The polyester resins of Examples 1-4, through a combination of melt polymerization and solid-state polymerization, can achieve an inherent viscosity sufficient for film fabrication and bring the antimony impurity content within the target range. In Comparative Example 1, solid-state polymerization was not performed; solution polymerization alone achieved the target viscosity of the present invention after solid-state polymerization. The antimony impurity content was greater than 0.1 ppm, resulting in a deterioration in quality. In Comparative Example 2, the viscosity produced by melt polymerization was higher than 0.59 dl/g, exceeding the range of the present invention [Step 1], and it was then solid-state polymerized within the range of the present invention [Step 2]. The antimony impurity content was greater than 0.1 ppm, resulting in a deterioration in quality. Comparative Example 3, produced by melt polymerization, not only exceeded the limits of this invention in terms of viscosity and solid-state polymerization time, but also had impurity levels greater than 0.1 ppm, and the intrinsic viscosity after solid-state polymerization was far higher than 0.75 dl/g, resulting in significantly poorer processability and quality. [Industrial Applicability]

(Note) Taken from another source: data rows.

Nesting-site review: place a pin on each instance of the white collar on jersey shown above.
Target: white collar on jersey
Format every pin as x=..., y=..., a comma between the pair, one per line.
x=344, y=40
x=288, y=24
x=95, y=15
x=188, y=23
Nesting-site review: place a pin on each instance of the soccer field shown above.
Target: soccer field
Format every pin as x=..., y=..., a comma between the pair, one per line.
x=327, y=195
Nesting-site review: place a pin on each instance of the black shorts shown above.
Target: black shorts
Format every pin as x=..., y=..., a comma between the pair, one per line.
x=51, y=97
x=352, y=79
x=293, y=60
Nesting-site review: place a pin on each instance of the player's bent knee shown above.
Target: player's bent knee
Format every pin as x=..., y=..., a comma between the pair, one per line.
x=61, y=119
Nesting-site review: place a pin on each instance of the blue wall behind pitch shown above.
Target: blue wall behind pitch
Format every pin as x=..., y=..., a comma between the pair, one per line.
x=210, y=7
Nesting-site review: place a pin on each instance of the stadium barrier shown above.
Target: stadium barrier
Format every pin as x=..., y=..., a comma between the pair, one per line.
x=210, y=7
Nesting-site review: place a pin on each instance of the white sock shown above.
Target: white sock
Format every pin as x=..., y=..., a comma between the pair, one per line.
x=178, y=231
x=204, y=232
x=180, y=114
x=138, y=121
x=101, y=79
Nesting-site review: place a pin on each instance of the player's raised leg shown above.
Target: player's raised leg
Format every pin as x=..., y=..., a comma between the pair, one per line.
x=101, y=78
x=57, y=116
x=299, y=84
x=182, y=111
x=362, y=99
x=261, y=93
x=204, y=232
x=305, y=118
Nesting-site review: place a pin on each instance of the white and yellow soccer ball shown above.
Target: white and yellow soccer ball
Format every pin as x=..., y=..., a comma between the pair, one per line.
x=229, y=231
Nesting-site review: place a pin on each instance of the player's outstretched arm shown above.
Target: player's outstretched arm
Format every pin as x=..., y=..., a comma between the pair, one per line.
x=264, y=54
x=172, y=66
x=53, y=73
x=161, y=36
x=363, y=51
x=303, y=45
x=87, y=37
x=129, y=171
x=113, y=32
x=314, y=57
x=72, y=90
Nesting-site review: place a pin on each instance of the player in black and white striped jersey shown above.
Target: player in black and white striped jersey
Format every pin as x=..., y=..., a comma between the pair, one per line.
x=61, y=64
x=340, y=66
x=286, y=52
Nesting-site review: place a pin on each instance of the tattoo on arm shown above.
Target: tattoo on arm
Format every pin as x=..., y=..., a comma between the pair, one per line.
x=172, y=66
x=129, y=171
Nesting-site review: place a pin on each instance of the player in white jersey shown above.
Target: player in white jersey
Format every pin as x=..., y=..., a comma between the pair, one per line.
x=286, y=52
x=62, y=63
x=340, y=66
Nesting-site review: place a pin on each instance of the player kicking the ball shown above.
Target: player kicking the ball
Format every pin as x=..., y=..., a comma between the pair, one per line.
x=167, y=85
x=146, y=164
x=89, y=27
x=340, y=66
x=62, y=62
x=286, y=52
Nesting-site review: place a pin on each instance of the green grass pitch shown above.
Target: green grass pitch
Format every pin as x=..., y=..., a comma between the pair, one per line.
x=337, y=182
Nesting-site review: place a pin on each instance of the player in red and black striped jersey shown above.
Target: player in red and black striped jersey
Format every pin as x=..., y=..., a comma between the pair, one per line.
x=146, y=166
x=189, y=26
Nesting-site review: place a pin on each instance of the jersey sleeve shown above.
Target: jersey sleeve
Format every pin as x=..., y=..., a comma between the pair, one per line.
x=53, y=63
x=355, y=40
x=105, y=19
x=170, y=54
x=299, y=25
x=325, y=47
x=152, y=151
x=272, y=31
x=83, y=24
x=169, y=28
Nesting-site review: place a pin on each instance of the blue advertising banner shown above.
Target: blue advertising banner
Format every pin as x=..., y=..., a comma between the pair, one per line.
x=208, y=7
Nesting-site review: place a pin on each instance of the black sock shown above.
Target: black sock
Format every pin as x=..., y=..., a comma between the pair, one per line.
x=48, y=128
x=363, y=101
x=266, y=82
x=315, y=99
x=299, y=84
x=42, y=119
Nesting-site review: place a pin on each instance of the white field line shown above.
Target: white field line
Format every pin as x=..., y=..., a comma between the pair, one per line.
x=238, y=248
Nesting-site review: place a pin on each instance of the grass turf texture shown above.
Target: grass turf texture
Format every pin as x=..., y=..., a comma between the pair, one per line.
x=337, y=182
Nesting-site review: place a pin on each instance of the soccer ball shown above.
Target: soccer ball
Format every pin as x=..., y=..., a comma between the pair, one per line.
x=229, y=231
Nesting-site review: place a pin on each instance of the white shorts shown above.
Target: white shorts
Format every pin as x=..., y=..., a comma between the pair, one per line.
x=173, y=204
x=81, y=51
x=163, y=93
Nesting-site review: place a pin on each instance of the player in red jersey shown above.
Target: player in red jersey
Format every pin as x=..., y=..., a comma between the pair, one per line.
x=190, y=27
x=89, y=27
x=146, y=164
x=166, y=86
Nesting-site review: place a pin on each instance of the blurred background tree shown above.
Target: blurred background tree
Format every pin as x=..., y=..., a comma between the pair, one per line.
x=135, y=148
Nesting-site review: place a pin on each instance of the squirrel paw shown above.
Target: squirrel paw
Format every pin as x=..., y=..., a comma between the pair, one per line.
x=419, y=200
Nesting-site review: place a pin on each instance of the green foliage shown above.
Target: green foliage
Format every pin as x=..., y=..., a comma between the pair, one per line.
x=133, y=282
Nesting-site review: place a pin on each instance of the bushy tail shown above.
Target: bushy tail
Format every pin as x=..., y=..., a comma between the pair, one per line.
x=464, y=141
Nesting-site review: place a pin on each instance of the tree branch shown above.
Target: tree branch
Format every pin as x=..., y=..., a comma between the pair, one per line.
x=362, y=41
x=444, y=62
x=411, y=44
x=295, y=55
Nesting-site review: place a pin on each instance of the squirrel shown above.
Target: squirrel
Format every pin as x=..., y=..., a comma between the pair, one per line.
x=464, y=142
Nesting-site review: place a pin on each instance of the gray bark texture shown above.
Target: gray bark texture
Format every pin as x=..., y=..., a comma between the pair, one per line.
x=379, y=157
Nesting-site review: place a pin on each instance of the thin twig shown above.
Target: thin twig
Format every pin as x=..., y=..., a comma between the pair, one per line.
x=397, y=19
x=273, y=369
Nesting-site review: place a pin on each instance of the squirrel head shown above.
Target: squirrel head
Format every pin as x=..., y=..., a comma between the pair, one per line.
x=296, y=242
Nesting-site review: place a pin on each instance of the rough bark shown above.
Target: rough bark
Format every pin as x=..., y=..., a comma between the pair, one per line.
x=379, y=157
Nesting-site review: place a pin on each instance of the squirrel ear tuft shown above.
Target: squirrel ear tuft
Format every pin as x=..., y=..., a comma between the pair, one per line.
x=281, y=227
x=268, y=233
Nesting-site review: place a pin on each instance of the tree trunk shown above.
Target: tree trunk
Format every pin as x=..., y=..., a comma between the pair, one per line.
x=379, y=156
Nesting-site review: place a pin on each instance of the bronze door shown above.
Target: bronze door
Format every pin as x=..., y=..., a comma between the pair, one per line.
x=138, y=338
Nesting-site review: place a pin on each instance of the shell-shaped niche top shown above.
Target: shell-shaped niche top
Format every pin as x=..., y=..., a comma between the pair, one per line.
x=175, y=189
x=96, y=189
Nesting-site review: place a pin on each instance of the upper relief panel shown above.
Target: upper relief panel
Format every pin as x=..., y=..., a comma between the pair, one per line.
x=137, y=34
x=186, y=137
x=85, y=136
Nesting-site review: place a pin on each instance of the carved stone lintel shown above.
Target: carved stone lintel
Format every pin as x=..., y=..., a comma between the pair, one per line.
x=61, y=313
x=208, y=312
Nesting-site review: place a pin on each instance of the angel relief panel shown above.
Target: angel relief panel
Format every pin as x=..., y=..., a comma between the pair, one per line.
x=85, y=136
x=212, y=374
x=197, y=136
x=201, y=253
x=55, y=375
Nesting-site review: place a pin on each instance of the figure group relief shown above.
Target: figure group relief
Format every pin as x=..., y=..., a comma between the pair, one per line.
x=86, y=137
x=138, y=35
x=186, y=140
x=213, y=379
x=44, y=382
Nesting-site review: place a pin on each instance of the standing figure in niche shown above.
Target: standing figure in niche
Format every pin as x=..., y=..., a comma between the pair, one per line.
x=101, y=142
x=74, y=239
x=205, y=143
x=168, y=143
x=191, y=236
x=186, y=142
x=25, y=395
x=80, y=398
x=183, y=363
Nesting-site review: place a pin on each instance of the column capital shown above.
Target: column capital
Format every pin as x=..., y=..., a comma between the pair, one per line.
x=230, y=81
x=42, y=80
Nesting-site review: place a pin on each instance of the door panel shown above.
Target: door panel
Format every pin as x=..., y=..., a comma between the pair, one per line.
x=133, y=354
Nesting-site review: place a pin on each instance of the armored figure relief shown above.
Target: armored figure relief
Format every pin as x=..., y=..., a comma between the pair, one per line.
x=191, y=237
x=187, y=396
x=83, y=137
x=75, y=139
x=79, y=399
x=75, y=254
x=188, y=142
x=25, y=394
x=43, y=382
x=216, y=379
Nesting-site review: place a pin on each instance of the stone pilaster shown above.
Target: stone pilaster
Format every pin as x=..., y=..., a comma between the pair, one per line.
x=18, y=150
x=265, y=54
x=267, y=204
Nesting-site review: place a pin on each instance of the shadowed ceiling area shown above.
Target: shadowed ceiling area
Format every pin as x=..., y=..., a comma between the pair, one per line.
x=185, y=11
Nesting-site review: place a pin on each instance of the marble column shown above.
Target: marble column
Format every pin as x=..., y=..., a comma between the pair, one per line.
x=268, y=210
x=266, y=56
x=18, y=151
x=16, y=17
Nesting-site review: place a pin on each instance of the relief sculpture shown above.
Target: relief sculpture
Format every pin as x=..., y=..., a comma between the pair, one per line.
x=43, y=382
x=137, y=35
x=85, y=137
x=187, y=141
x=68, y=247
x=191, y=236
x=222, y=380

The polyester resin of this invention has an inherent viscosity sufficient to handle processing and low antimony impurities, thus it is suitable for applications requiring high quality, such as optical films and release films.

without.

Claims (3)

A polyester resin comprising ethylene glycol as the main diol component, terephthalic acid as the main dicarboxylic acid component, and antimony compound as the polymerization catalyst, wherein the antimony impurity content is below 0.1 ppm by mass. A method for manufacturing a polyester resin as claimed in claim 1 comprises the following steps in the following order: [Step 1] using terephthalic acid as the main dicarboxylic acid component, ethylene glycol as the main glycol component, and an antimony compound as the main polymerization catalyst to melt polymerize a polyester resin with an intrinsic viscosity of 0.52 to 0.59 dl/g; [Step 2] subjecting the polyester resin obtained in step 1 to solid-state polymerization at 197 to 225°C for 5 to 10 hours to produce a polyester resin with an intrinsic viscosity of 0.59 to 0.75 dl/g. A film comprising a polyester resin as claimed in claim 1.